My preferred domestic airline and my former preferred airline have had a strange relationship for a while now. And now, Alaska and American distances themselves even more.
When Alaska acquired Virgin America, the Department of Justice required that they reduce their codeshare agreements with American. Affected routes included those on which American and Virgin America competed on. Then, last year, American decided to distance themselves further from Alaska. And, as a result of that decision, all reciprocal benefit went away except for miles and elite qualifications on codeshare flights, redeem miles for flights, and lounge access for members of their respective club lounges. That’s it.
Beginning March 1, 2020, further cuts to the Alaska-American membership are taking effect. Basically, these changes are on the redemption side of things. So, come March 1, Alaska Air members won’t be able to redeem miles for flights on American anymore. Likewise, American members will no longer be able to redeem miles for Alaska flights.
In addition to the redemption changes, though, there is a change happening on the earnings side too. This change impacts Alaska members only, and basically eliminates mileage earning opportunities on American’s international flights.
What’s Not Changing
Alaska and American members can still earn miles on certain flights on each airline. Specifically, members can only earn miles on the few remaining codeshare flights. Further, reciprocal lounge benefits will remain too.

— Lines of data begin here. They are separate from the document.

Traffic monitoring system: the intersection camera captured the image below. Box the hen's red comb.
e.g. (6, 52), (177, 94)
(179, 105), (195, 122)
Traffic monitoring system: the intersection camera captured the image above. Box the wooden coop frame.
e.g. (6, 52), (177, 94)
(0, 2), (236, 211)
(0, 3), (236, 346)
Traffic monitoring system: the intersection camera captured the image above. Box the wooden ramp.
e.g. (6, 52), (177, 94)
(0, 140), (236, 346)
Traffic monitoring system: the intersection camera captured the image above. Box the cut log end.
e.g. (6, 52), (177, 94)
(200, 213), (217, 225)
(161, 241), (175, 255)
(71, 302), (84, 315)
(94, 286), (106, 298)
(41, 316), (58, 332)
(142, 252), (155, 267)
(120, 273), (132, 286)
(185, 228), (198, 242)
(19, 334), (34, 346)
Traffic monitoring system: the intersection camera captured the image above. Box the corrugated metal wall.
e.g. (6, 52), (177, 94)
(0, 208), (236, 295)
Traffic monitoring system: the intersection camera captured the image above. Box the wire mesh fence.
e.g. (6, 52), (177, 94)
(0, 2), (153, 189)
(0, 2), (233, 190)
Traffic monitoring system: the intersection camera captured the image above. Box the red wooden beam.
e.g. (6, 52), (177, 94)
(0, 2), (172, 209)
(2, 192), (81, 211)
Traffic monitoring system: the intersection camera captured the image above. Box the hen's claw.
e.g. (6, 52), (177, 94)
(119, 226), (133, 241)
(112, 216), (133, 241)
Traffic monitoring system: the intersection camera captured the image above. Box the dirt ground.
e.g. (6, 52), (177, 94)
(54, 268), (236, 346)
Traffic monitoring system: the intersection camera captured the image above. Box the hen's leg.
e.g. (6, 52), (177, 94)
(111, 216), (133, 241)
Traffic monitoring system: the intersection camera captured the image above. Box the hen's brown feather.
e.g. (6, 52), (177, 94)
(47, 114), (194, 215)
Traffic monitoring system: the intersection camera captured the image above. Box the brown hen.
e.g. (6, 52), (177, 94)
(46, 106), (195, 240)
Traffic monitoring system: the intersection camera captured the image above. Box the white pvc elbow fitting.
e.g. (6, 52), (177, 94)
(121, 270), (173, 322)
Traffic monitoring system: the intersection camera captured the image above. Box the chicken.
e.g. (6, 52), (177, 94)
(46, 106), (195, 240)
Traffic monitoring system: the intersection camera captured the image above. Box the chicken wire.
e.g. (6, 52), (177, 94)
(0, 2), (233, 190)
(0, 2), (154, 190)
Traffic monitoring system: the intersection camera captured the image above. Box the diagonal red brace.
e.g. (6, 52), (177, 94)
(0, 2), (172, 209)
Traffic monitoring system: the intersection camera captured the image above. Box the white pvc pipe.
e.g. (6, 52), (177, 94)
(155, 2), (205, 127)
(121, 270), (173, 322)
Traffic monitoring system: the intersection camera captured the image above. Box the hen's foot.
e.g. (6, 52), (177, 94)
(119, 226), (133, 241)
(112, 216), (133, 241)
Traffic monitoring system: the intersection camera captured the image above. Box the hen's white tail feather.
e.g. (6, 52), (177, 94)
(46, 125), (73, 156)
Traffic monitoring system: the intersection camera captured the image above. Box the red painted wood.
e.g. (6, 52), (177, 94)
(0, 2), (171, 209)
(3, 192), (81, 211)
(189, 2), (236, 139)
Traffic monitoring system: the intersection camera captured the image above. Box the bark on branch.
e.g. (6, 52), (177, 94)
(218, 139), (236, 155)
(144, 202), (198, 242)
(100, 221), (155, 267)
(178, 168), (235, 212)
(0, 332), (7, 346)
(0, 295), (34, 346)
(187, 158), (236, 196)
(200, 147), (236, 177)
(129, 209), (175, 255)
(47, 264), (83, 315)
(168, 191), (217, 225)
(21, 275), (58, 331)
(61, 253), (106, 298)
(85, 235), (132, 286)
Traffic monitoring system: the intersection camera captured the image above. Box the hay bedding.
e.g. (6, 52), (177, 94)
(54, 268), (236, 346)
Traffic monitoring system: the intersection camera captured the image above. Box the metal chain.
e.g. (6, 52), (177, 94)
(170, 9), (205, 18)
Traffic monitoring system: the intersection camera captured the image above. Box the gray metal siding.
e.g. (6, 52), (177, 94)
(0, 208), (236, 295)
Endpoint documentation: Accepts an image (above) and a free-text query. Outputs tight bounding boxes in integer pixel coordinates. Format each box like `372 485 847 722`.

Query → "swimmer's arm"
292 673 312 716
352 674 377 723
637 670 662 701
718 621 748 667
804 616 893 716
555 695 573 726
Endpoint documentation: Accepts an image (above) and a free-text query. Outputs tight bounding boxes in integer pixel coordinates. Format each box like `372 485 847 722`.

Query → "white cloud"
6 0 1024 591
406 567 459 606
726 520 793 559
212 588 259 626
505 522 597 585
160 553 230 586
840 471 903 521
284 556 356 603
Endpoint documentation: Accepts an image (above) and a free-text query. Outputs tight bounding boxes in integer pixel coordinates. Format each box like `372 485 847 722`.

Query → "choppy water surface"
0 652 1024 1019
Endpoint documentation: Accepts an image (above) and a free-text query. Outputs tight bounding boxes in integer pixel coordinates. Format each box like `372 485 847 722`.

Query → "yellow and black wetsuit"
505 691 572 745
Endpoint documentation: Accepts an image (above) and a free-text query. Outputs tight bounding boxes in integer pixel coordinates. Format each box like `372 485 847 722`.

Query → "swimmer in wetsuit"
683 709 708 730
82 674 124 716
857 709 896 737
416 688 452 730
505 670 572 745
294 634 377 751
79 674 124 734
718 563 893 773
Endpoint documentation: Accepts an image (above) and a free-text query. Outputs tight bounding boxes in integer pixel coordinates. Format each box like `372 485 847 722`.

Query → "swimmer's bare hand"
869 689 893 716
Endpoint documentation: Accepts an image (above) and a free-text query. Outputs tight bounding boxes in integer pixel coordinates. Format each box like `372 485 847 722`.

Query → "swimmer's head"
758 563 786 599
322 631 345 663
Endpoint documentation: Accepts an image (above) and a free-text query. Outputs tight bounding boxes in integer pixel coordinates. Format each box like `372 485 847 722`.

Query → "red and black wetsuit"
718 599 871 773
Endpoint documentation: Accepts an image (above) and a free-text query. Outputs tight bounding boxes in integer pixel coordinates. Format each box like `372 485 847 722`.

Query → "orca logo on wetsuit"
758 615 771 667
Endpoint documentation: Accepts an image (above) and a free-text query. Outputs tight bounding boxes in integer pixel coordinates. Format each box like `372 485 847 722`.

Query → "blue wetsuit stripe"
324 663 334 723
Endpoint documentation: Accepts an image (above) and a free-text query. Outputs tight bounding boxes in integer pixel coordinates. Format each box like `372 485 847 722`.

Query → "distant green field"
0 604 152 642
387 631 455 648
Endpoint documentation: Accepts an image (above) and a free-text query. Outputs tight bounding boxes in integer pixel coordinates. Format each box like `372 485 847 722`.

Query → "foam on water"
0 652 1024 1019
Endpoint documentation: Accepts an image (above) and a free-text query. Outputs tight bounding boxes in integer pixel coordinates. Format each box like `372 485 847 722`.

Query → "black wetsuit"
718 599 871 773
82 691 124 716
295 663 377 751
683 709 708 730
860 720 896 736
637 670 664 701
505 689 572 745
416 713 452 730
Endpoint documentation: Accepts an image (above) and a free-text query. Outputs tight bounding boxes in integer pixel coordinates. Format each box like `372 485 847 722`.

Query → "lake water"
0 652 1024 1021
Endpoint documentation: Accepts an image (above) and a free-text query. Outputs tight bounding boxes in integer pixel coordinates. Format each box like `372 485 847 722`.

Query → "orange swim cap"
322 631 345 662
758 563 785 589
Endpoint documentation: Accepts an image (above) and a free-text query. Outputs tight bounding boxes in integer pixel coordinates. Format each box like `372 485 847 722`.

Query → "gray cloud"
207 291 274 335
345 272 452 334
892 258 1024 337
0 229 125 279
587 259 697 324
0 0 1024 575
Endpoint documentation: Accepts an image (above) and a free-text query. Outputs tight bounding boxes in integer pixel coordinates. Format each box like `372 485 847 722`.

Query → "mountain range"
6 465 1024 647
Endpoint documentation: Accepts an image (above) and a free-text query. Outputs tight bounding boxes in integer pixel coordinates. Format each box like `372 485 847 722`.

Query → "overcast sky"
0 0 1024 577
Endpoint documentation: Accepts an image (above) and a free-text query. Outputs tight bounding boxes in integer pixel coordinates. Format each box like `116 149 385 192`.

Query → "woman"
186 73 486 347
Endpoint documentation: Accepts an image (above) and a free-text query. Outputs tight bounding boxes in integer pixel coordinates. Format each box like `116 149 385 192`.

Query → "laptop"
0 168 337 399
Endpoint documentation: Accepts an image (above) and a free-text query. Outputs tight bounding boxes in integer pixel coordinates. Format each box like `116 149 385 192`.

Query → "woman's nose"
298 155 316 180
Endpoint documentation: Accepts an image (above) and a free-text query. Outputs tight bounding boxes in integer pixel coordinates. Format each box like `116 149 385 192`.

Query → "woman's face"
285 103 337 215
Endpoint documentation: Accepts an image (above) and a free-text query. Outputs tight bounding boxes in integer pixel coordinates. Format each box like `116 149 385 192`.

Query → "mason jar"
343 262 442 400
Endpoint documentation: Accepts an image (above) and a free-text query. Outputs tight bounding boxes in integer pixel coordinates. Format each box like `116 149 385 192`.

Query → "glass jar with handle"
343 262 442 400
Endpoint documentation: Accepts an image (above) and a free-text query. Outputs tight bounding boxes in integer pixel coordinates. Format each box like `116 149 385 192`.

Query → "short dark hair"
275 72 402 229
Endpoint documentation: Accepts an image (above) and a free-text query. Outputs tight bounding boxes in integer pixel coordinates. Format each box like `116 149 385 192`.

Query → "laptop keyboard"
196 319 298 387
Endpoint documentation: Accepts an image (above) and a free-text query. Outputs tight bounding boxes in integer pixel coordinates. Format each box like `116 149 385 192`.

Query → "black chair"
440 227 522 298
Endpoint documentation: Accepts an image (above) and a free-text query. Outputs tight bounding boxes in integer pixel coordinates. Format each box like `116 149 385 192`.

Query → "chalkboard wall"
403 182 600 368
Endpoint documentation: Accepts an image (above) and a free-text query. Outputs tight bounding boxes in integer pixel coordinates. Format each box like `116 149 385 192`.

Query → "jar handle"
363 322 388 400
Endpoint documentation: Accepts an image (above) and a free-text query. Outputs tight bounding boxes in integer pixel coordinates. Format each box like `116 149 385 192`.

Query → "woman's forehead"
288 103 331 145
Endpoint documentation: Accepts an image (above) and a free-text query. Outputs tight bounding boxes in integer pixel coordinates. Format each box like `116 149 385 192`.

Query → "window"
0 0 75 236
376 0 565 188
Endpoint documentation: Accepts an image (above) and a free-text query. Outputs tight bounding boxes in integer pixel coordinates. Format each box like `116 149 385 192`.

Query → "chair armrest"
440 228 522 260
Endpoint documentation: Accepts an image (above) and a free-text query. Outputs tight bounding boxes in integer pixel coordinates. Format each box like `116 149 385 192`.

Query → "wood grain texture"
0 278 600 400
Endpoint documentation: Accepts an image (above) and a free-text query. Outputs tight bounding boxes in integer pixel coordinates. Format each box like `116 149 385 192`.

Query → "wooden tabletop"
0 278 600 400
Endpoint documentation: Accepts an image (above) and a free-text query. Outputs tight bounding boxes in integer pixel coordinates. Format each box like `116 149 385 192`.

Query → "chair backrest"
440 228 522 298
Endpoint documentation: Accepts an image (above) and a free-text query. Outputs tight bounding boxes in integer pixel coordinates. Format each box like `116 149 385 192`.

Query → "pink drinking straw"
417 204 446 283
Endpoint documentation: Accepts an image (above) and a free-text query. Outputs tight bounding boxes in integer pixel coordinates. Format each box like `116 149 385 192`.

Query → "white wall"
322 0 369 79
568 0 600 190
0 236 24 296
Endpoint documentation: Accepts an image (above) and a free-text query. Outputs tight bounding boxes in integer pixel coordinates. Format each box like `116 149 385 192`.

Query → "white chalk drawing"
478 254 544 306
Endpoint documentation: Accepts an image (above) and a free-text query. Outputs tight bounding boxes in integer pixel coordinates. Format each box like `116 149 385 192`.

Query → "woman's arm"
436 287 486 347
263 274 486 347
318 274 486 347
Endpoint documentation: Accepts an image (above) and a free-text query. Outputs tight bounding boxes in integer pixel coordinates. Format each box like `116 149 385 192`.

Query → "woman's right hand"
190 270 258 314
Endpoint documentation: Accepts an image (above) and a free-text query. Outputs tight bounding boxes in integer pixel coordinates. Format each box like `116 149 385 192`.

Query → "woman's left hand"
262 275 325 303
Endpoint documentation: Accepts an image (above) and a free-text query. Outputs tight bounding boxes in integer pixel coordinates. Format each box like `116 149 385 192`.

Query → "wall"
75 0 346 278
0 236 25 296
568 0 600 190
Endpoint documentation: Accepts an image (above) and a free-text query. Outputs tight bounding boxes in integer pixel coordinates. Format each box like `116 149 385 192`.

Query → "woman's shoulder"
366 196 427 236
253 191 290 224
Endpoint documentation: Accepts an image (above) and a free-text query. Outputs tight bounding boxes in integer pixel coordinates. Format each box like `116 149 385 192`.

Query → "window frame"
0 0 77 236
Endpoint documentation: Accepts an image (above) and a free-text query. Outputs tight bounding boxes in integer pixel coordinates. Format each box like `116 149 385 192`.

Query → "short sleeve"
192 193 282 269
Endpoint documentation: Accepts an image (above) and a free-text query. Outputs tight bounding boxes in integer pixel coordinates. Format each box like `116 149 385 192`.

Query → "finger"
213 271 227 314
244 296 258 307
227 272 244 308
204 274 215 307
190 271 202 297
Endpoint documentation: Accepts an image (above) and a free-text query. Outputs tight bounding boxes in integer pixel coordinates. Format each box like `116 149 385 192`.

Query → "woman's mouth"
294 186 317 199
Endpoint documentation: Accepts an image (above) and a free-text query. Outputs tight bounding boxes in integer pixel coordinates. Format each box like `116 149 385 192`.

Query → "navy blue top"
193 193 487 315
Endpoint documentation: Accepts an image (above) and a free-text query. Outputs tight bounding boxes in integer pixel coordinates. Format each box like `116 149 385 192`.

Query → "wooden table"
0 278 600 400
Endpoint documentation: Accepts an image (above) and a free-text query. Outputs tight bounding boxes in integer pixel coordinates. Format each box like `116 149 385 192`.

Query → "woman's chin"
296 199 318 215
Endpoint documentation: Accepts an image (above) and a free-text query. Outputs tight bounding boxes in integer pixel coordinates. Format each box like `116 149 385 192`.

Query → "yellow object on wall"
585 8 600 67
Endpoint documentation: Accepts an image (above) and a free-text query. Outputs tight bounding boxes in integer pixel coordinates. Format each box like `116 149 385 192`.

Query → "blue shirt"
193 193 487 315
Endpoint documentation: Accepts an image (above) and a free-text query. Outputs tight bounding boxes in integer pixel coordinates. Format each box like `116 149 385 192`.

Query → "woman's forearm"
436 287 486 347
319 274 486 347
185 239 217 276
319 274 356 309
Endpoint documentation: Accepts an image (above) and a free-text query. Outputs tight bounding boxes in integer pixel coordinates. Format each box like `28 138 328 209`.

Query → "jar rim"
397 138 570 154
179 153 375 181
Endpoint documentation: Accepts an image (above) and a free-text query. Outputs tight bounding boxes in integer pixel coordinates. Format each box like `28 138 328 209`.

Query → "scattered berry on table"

Alaska and American Distances Themselves, Final Thoughts
Honestly, I don’t think these changes are anything to sweat over. Redeeming miles on American, even for AAdvantage members have been difficult at best since team US Airways took over. And American is a bit of a garbage airline nowadays anyway, so is this really a loss for Alaska members?
Personally, I haven’t flown American since 2017. And, I do my best to avoid flying with them as much as possible anyway. So, for me, this change has absolutely no impact.